The Detroit Free Press (http://on.freep.com/1QbOX3Z ) reports that the project is called Detroit 67: Looking Back to Move Forward. The museum will host an Oral History Collection Day on Saturday. Other collection days will be held July 23 and Aug. 20.
Collection days will be scheduled for other sites, including the Charles H. Wright Museum of African American History, Grosse Pointe War Memorial in Grosse Pointe Farms and Temple Beth-El in Bloomfield Township.
Rioting began when officers from Detroit’s nearly all-white police department arrested black patrons at an after-hours bar, triggering a five-day period of violence that ended after Gov. George Romney ordered the Michigan Army National Guard into the city. President Lyndon B. Johnson also sent in the 82nd and 101st Airborne Divisions.
The museum has recorded oral histories from former Detroit Deputy Mayor Isaiah McKinnon and federal Judge Damon Keith.
Museum docent Ted Van Buren recorded his experience for the museum in March. The 69-year-old Van Buren worked at the Detroit Medical Center as a lab technician at the time of the riots.

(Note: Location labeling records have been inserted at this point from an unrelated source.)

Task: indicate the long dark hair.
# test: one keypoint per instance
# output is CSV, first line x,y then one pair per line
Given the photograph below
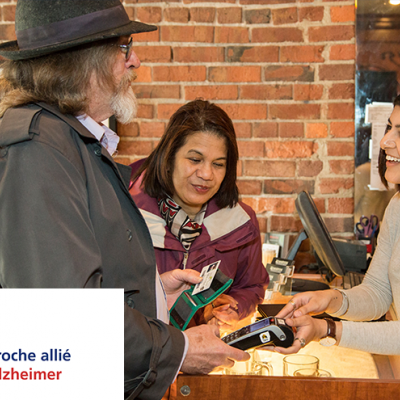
x,y
382,154
195,116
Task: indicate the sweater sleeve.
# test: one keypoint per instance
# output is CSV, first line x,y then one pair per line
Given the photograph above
x,y
373,297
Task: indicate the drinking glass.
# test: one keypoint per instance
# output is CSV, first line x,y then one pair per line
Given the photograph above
x,y
310,372
296,362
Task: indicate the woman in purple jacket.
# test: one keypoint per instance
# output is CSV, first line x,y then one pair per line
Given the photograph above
x,y
186,190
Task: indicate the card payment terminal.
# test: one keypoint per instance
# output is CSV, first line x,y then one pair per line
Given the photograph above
x,y
268,331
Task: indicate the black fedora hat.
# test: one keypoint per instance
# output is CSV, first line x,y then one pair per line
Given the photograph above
x,y
46,26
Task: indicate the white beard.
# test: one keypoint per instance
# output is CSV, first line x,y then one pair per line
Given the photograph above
x,y
124,103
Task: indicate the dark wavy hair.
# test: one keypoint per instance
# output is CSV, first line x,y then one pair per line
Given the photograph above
x,y
382,155
195,116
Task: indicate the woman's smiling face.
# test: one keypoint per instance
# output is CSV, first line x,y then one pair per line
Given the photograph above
x,y
199,169
390,144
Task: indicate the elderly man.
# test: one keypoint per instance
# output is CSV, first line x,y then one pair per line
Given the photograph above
x,y
66,216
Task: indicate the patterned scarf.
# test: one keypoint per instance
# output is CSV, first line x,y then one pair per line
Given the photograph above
x,y
179,223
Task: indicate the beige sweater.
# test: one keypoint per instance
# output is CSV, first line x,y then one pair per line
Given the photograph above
x,y
381,287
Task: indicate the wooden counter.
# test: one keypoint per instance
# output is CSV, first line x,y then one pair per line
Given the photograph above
x,y
355,376
224,387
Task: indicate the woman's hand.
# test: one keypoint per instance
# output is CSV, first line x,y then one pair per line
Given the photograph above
x,y
222,312
308,329
178,280
312,303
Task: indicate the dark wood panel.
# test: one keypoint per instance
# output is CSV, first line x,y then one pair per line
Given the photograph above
x,y
220,387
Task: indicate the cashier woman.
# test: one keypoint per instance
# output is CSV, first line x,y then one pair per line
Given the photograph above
x,y
380,288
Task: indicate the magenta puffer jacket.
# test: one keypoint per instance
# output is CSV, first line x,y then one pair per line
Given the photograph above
x,y
230,234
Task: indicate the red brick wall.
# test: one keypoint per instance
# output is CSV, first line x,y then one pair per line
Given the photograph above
x,y
284,72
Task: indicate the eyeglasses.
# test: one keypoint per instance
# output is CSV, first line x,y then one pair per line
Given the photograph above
x,y
127,49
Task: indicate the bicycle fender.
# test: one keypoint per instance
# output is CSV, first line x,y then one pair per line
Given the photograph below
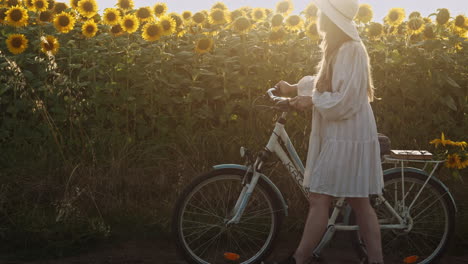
x,y
263,177
419,171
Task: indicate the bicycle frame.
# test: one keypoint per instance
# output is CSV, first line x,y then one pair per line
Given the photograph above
x,y
281,145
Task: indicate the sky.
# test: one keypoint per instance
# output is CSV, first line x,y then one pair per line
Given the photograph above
x,y
381,7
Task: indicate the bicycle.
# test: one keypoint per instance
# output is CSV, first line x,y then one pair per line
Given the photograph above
x,y
233,213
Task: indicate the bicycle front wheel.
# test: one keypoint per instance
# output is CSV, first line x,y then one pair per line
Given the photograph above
x,y
430,220
205,206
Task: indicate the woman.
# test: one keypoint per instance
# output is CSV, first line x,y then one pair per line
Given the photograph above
x,y
344,154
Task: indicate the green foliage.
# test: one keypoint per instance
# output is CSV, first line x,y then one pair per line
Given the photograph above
x,y
103,136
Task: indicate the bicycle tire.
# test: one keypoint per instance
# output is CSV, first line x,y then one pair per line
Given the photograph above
x,y
262,189
442,203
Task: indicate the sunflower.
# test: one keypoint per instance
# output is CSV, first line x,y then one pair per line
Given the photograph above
x,y
443,16
29,5
414,14
429,31
219,5
198,18
177,18
49,44
218,17
364,14
3,14
258,14
293,22
395,16
277,36
17,16
152,31
17,43
59,7
374,30
277,21
310,12
441,141
50,4
460,25
144,14
460,21
284,7
64,22
204,45
111,16
160,9
46,16
40,5
415,25
116,30
236,14
453,161
89,28
87,8
74,3
125,4
241,25
129,23
168,25
311,31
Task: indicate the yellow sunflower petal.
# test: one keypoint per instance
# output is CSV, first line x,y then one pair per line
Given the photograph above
x,y
160,9
204,45
284,7
144,14
40,5
125,4
168,25
17,16
49,44
129,23
87,8
152,32
395,16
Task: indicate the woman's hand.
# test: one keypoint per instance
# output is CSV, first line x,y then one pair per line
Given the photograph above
x,y
285,87
301,103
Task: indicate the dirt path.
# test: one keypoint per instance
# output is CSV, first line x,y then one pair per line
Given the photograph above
x,y
162,251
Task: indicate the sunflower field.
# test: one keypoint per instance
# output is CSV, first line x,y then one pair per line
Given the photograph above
x,y
106,116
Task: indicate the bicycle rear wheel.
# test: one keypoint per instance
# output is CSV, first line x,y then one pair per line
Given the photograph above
x,y
431,220
201,213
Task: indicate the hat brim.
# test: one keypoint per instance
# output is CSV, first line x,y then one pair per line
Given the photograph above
x,y
347,25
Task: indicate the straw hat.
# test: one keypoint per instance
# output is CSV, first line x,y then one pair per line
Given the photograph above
x,y
342,13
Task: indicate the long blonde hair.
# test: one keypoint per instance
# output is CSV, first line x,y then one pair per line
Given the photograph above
x,y
333,37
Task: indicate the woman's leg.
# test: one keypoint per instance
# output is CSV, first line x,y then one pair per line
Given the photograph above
x,y
315,226
369,227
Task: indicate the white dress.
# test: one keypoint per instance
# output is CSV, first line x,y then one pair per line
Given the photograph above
x,y
343,159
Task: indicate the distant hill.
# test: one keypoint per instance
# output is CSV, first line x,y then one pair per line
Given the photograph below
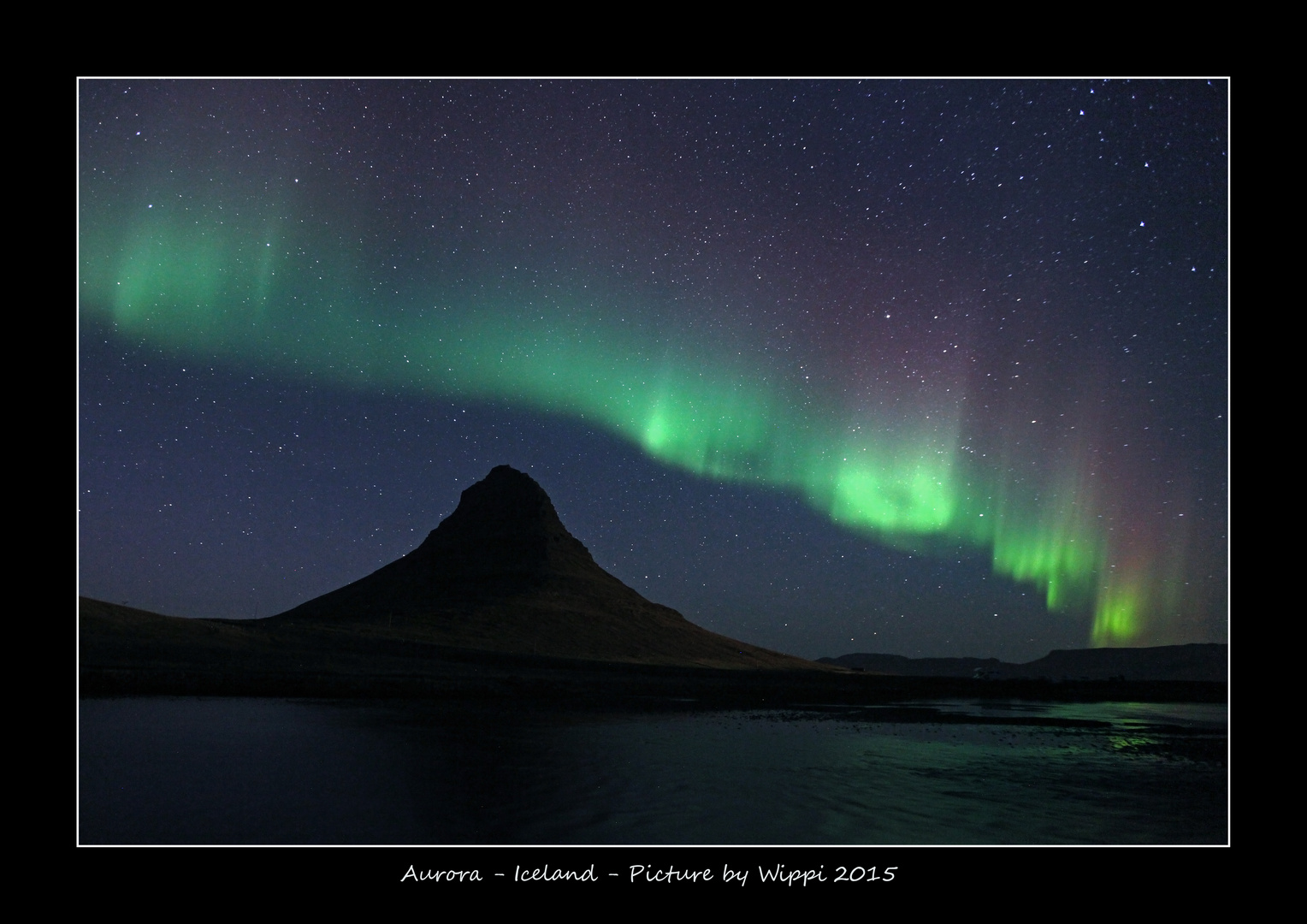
x,y
1201,661
500,574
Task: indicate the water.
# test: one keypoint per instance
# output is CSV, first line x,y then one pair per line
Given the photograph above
x,y
232,770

He said that he stayed at the hospital, along with doctors, nurses and the police guarding them for most of the duration of the violence.
Van Buren said that his grandmother’s beauty shop was struck by looters during the riots.
Seventy-two-year-old Jackie DeYoung, who has also recorded her memories for the museum, worked in the office of Detroit Police Commissioner Ray Girardin at the time.
“I don’t recall anyone in the office debating about why it was happening. We were all just on the side of, let’s get things calm again,” said DeYoung.
She said that there weren’t many changes in the city in the riot’s immediate aftermath, but she saw change and diversity in the city’s police ranks during her career with the police department.